Japantown Cherry Blossom Festival is held on consecutive weekends in early to mid April each year (in 2007 it was April 14 & 15 and 21 & 22). The highlights of the festival are the Cherry Blossom Queen Pageant on the first Saturday of the festival and the Grand Parade on the last Sunday. In between these events you will find traditional song and dance, karaoke, arts and crafts, martial arts demonstrations and competitions, food bazaars, tea ceremonies, and much more. The main stage is at the Peace Plaza in the heart of Japantown and various buildings throughout the area (mostly along Post and Geary) host different events and displays.
The first Cherry Blossom Festival took place in 1967 and today draws 150,000 visitors to the area, plus 100,000 for the parade.
Belden Place is home to San Francisco's Little French Quarter. Belden Place began its transformation from an alley to a destination in 1990 when Cafe Bastille was opened. Cafe Tiramisu opened in 1991 and Plouf opened its doors in 1996. The area also includes Sam's, B44, Voda, Brindisi Cucina di Mare, and Belden Taverna.
Each year on Bastille Day (July 14th) the alley is packed especially tight for celebration of the French anniversary of the start of the revolution which eventually removed their monarchy.
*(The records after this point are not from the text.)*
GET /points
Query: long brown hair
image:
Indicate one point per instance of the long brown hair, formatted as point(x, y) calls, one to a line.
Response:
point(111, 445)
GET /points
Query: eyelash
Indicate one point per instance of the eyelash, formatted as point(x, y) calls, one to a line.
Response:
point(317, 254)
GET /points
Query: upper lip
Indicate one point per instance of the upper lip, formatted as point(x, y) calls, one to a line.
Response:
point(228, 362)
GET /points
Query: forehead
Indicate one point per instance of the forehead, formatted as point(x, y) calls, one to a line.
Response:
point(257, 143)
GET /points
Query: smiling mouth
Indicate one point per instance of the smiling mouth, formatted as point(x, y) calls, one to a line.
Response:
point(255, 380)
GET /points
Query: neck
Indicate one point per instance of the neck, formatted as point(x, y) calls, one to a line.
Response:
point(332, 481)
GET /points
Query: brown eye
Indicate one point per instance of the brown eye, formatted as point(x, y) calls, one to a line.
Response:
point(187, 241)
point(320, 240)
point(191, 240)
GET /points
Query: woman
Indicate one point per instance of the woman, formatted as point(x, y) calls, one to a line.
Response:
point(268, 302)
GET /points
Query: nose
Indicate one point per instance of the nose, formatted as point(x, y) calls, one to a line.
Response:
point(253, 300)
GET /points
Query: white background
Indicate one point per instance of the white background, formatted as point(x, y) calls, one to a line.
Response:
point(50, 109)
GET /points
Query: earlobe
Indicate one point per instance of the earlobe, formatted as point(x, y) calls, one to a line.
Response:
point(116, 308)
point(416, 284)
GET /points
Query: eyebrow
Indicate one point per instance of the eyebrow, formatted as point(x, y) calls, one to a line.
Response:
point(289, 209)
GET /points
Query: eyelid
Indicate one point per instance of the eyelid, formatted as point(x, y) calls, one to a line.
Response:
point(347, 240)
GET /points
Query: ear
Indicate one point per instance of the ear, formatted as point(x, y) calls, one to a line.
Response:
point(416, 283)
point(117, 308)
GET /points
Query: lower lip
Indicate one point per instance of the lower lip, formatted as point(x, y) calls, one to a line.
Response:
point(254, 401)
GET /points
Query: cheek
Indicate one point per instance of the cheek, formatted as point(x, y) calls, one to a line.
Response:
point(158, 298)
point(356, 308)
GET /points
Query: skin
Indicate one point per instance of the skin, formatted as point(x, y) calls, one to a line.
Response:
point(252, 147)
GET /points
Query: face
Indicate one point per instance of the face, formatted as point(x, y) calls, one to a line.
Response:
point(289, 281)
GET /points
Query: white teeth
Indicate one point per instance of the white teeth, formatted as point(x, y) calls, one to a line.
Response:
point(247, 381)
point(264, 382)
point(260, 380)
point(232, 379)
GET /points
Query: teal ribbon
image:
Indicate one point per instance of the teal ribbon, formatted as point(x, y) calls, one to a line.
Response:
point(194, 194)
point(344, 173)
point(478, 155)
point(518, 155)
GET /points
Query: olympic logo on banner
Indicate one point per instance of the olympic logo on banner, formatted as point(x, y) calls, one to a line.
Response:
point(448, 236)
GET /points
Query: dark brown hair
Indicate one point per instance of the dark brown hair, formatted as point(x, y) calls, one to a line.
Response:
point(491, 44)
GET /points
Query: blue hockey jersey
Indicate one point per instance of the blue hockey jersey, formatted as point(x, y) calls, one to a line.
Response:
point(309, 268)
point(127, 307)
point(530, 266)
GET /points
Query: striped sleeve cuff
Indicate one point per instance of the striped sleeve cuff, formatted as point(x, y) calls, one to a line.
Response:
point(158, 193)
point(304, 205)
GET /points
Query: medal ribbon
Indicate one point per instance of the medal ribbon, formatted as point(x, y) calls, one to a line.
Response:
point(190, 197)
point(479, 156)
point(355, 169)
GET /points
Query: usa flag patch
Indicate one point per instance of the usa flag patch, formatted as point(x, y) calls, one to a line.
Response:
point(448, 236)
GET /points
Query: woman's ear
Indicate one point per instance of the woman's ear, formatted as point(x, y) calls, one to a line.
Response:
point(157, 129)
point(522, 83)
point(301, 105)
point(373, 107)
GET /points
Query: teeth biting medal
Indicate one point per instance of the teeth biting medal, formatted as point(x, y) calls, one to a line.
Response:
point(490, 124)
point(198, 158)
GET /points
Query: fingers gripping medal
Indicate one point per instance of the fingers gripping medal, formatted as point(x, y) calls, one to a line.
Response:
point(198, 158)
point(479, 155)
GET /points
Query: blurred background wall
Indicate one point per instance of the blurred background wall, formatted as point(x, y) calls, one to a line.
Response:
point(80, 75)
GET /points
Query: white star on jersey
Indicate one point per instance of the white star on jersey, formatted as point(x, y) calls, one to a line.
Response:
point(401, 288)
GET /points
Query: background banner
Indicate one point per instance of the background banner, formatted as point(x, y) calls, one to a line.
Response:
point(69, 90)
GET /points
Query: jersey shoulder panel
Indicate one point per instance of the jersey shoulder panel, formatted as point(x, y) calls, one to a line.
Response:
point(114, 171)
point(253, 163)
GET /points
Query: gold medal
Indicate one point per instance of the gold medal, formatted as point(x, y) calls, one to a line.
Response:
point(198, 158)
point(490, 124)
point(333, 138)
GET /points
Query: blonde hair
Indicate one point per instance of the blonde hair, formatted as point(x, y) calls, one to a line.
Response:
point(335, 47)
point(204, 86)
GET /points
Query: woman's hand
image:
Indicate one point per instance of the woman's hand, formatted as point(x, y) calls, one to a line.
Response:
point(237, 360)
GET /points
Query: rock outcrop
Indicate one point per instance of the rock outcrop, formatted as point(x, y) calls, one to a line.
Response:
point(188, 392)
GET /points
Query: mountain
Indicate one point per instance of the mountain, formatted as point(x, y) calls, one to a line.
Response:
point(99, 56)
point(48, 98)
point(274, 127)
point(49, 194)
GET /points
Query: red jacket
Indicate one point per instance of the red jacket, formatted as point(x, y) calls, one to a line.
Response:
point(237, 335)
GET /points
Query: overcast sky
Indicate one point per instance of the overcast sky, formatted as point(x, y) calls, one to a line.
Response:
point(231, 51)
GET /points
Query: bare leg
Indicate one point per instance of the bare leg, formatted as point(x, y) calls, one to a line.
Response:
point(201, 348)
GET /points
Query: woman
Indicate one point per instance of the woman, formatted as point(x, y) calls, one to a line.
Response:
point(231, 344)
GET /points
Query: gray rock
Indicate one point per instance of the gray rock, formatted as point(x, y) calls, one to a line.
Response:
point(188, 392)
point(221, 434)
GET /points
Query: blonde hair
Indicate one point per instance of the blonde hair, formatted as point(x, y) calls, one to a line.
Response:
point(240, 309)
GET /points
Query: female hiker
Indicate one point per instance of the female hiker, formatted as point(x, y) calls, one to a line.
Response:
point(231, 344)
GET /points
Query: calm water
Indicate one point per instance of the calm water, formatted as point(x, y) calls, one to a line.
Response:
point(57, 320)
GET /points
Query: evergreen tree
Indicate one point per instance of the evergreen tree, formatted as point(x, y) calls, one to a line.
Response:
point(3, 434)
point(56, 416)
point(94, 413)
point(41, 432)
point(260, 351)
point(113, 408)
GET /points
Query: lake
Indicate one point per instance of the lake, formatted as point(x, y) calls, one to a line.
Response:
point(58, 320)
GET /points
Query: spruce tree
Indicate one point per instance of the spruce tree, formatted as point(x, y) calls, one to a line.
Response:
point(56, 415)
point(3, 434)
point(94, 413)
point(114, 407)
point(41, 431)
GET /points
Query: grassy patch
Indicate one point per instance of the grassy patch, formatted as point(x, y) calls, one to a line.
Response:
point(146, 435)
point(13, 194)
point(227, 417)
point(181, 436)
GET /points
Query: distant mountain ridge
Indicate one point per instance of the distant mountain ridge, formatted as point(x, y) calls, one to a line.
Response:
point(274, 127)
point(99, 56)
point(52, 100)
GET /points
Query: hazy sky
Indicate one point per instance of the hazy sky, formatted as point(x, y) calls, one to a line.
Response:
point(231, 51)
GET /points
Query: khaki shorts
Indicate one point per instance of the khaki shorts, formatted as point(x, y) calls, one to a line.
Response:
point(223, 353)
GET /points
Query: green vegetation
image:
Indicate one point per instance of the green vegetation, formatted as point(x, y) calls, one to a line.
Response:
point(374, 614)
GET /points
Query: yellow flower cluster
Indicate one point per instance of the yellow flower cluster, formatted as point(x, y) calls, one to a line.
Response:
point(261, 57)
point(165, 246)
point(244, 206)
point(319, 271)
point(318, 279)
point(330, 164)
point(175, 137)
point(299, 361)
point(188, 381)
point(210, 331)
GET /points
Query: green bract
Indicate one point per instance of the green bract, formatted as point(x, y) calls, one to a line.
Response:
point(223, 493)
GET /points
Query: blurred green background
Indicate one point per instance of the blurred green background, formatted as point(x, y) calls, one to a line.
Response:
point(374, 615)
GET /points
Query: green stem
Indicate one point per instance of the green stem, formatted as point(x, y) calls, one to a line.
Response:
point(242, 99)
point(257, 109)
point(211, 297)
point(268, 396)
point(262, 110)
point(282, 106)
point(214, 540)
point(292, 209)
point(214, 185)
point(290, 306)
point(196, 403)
Claude Lane, off Sutter between Kearny and Grant also participates in this annual festival.
If you've ever wondered what Christmas time is like in San Francisco. Well, here's an isolated J-town aurora borealis of sorts on land. SF lights up. No, it's nothing as pretty as Hong Kong's Neon lights, but it's still refreshing to see as you walk the lonely SF Streets. It's a bit like Gotham City here at night in the winter time. Everyone's inside eating, watching movies, or even working.
It's not lively in a grandiose way like NY. SF has pockets of nightlife scattered about on Lombard Street, the Castro, Noe Valley, Potrero Hill, South of Market, Union Street, and Fisherman's Wharf.
I took this picture next to Denny's in San Francisco's Japantown. Us locals call it "J-town."
What is “earthquake weather?”
You’ll notice if you’re in the city on a certain rare kind of day that some people will bring up the subject of earthquake weather. Earthquake weather is typically an unseasonably hot, slightly humid day with an overcast sky... but also an unnatural, eerie stillness to the air.
Although we San Franciscans like to believe we invented the idea, it is an old theory... VERY old. In the 4th Century B.C., the Greek philosopher Aristotle proposed that earthquakes were caused by winds trapped in subterranean caves. Small tremors were thought to be caused by air pushing on cavern roofs, and large ones by the air breaking the surface. This theory led to a belief in earthquake weather, that - because a large amount of air was trapped underground - the weather would be hot and calm before an earthquake. (from the Wikipedia page on Earthquake Weather).
Now, living in the SF Bay Area for all of my 44 years, I can tell you there’s no such thing as earthquake weather. On the other hand... anyone who lived through the “Pretty Big One” on October 17th, 1989 will also no doubt remember that the quake was preceded by classic earthquake weather!
Here's the latest place-to-be in the Bay Area. A great day away for us San Franciscans will always be Napa. And here's the latest, getting rave reviews.
If you come to San Francisco during the Spring or Summer, you will definitely run into a fair. From the North Beach Festival (Italian District filled with Italian restaurants and cafes), Fleet Week, Jazz Festival, Union Street Faire, Stern Grove Festival to the crazy, risque Folsom Street Fair...the list goes on and on. There's pretty much some event going on in a section of San Francisco even if it isn't spring or summer, like Halloween in Castro or the Exotic/Erotic Ball.